In 1974 leidde een herformulering van de stafeisen betrekkelijk snel tot een gebruiksklaar ontwerp. Gekozen werd nu voor de romp van de Franse Georges Leyguessklasse, waarop alle gekozen apparatuur een plaats kon krijgen. Het eerste schip kon daarna al in 1975 op stapel worden gezet en in 1978 in dienst genomen.
Een deel van de apparatuur (o.a. de HSA WM/25 vuurleidingsradar, de Rolls Royce gasturbines, lucht- en zeedoelraketten) is gestandaardiseerd met de - toen in aanbouw zijnde - GW fregatten, vandaar de projectnaam Standaardfregat.
Details
[bewerken | brontekst bewerken]De fregatten zijn ongeveer 3500 ton groot, 128 meter lang en 14.40 meter breed. Ze voeren een bewapening van één 76 mm-kanon, zeedoelraketten, luchtdoelraketten voor korte afstand, een Goalkeeper kanon en anti-onderzeeboottorpedo's. Er is ruimte voor twee helikopters. De bemanning bestaat uit 180 tot 200 koppen.
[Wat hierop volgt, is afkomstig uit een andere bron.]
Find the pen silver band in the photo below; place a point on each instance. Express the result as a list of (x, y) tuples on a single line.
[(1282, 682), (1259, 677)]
Oorspronkelijk waren twee kanonnen van 76 mm gepland, waarbij het tweede boven op de helikopterhangar geplaatst werd (zie foto). Alleen de eerste twee schepen hebben (tijdelijk) dat tweede kanon gehad. Plaatsing van dat kanon werd achterhaald door het Ajax project van de marine, waarin men zocht naar een verdedigingssysteem tegen vliegtuigen en raketten op zeer korte afstand. Uiteindelijk leverde dat het Goalkeeper systeem op. Totdat, in de jaren tachtig, voldoende Goalkeepers beschikbaar kwamen zijn de overige schepen uitgerust met een 40mm kanon.
Verkopen
[bewerken | brontekst bewerken]Mede als gevolg van het einde van de Koude Oorlog zijn de fregatten in de jaren negentig van de twintigste eeuw eerder uit dienst genomen dan noodzakelijk was. Twee zijn er vervolgens verkocht aan de Verenigde Arabische Emiraten en de overige acht aan Griekenland. De Goalkeepers zijn niet meegeleverd aan Griekenland. Na verkoop van de Pieter Florisz aan Griekenland werd de in aanbouw zijnde Willem van der Zaan hernoemd tot Pieter Florisz.